La rénovation carolingienne

La volonté qu'avait Grégoire le Grand d'une remise en ordre de l'Église devait trouver un prolongement inattendu avec l'ascension des Pippinides, et bientôt leur prise de pouvoir. L'alliance avec Rome d'une famille dont l'ambition était d'affirmer la réalité d'un royaume jusqu'alors fragile, allait aboutir à assurer l'avenir de la papauté et à donner aux monarques le moyen d'intervenir dans le domaine de la foi. Ils affirmèrent qu'il était de leur devoir, comme autrefois Josias, d'intervenir dans la vie de l'Église. Les conquêtes territoriales – la dilatatio imperii – prirent une allure de croisade, destinée à amener les peuples païens à la vérité du Christ. Les souverains convoquèrent les conciles, réformèrent le clergé – séculier, régulier –, et imposèrent le rite romain contre les traditions religieuses locales. Les évêques furent confinés dans un rôle sacerdotal, le clergé qui en formait l'entourage dans un rôle spirituel. Cette réorganisation eut des conséquences à long terme, dont l'importance a récemment été mise en lumière, dans l'aménagement des cathédrales d'abord, dans leur parti pris architectural ensuite, mais également dans l'évolution des villes. Ceux qui prirent bientôt le nom de chanoines se trouvèrent réunis dans un monastère urbain, situé à proximité de la cathédrale, pour mener une vie communautaire. La réforme correspondante, confiée par Pépin le Bref à l'évêque de Metz Chrodegang, fut étendue par Charlemagne à l'ensemble de l'empire. Elle imposa une nouvelle partition de la cathédrale, pour réserver aux clercs réguliers l'espace d'un chœur. La réforme séculière, confiée par Louis le Pieux à Benoît d'Aniane, eut un rôle non moins déterminant sur le long terme, par la mise au net d'un plan idéal de monastère élaboré à la suite du concile d'Inden, en 816. Concentrés dans un espace réduit, les différents bâtiments étaient organisés suivant un schéma organique, autour de l'église abbatiale. Le plan, connu par l'exemplaire conservé à l'abbaye de Saint-Gall, a servi de référence aux moines cisterciens au xiie siècle, puis mauristes au xviie siècle.

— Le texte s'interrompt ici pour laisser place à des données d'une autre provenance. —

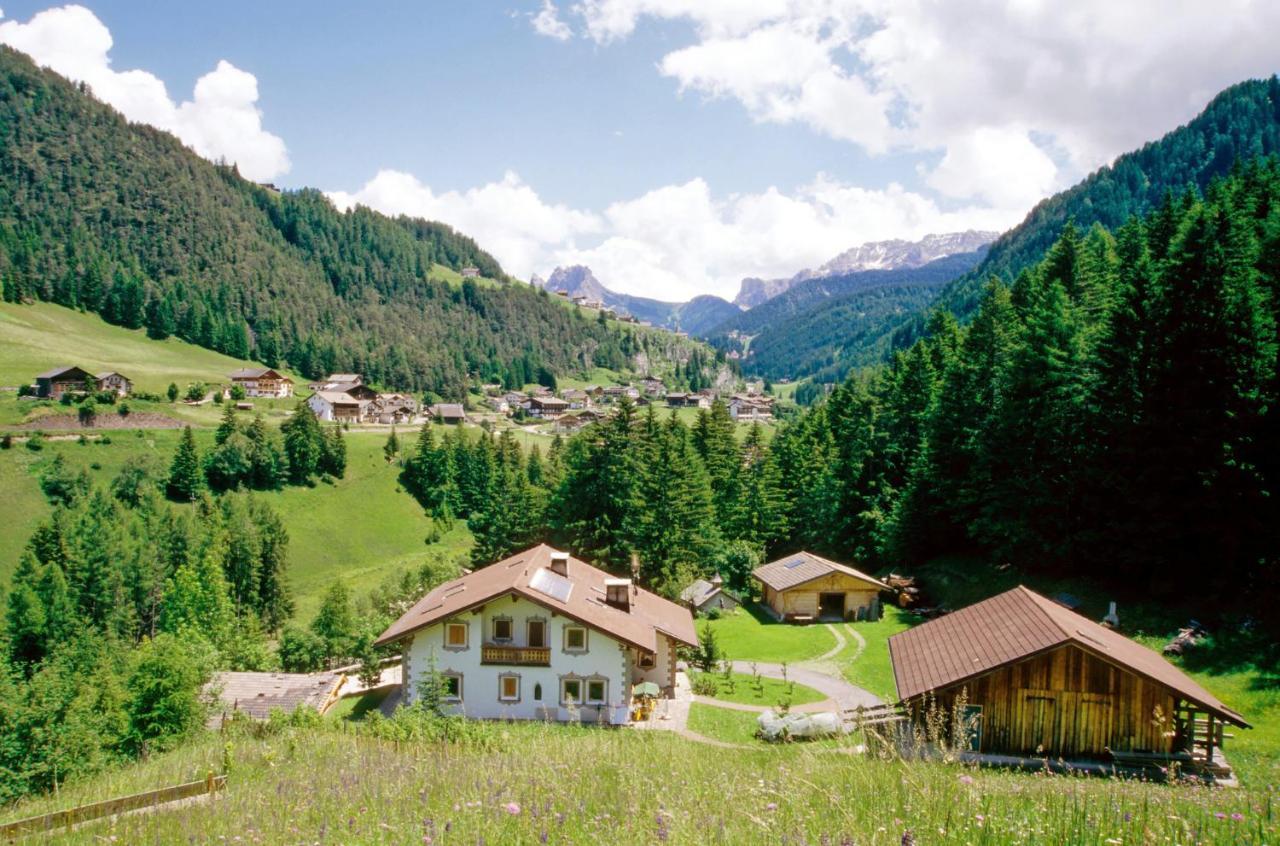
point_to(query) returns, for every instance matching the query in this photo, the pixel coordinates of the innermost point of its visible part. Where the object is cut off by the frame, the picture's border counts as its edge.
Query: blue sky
(673, 145)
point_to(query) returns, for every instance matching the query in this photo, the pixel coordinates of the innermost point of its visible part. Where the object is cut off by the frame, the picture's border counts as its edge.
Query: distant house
(448, 412)
(547, 407)
(748, 408)
(114, 382)
(804, 588)
(613, 393)
(575, 398)
(689, 401)
(54, 383)
(393, 408)
(336, 406)
(263, 382)
(703, 595)
(1038, 680)
(540, 635)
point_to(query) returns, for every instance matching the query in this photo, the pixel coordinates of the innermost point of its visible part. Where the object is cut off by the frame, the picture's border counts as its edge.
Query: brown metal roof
(804, 566)
(585, 600)
(257, 694)
(1016, 625)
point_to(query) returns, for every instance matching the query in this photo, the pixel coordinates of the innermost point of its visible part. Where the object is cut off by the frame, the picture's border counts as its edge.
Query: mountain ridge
(894, 254)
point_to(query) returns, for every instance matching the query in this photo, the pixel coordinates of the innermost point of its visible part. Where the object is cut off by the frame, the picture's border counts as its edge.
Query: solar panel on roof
(552, 584)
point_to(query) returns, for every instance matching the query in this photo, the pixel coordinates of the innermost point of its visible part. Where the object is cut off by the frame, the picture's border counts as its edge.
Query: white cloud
(1002, 167)
(547, 23)
(507, 218)
(676, 241)
(1093, 77)
(222, 120)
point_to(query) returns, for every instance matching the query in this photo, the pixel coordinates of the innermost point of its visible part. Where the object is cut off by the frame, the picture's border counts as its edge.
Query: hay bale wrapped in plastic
(775, 727)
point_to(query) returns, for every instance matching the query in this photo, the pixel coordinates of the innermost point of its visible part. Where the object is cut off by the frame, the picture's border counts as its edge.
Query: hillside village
(321, 525)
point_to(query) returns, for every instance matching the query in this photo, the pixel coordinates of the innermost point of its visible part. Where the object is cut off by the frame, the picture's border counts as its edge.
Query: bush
(704, 685)
(301, 650)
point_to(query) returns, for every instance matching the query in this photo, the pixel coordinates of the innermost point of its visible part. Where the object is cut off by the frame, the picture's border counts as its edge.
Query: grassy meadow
(529, 783)
(39, 337)
(359, 529)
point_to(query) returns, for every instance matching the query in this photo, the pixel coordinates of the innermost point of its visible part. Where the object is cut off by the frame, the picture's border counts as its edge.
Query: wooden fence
(65, 819)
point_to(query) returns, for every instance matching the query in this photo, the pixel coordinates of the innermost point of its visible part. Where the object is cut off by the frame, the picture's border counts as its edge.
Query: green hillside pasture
(39, 337)
(336, 783)
(359, 529)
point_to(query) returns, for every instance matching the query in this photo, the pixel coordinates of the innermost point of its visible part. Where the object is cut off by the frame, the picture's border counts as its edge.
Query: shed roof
(583, 599)
(448, 410)
(1020, 623)
(59, 371)
(795, 570)
(256, 694)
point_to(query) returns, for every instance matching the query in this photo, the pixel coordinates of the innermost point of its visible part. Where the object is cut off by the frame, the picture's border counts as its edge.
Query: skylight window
(553, 585)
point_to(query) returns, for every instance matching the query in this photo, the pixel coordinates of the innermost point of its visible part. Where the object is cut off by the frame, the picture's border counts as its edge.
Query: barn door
(1038, 721)
(1093, 718)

Premier Saint-Pierre de Rome - crédits : Encyclopædia Universalis France

Premier Saint-Pierre de Rome

L'adoption de la liturgie romaine devait avoir également des conséquences architecturales à court et à long terme. Les traditions constantiniennes avaient été précieusement maintenues à Rome, elles le furent également par la nouvelle monarchie, avant d'être étendues à l'ensemble du monde carolingien, avec la prise en compte des changements apportés par Grégoire le Grand. À cet égard, l'abbatiale de Saint-Denis, reconstruite sous Pépin le Bref par Fulrad, apparaît comme un manifeste éloquent. L'architecte a adopté le parti basilical du ive siècle en plan comme en élévation, et a ménagé sous le sanctuaire surélevé une confession autour de la tombe du martyr, inspirée de celle de Saint-Pierre de Rome. Le parti de la « confession à la romaine » allait être repris dans nombre de constructions renouvelées ou neuves. Dans les cathédrales, comme celle de Cologne, où elle fut ajoutée à l'ouest, en l'honneur du prince des apôtres. Dans les abbatiales, comme celle de Fulda, toujours à l'ouest, en l'honneur de saint Boniface. Cette adjonction occidentale – les églises romaines du ive siècle sont occidentées – devait créer un édifice de culte bipolaire, dont les masses extérieures occidentales et orientales s'équilibrent. Il s'agissait alors de la plus importante modification apportée au parti basilical conçu par les architectes du ive siècle. À cet égard, le plan et l'élévation imposés par Charlemagne à Eudes pour sa chapelle palatine d'Aix apparaît, comme à Saint-Denis,[...]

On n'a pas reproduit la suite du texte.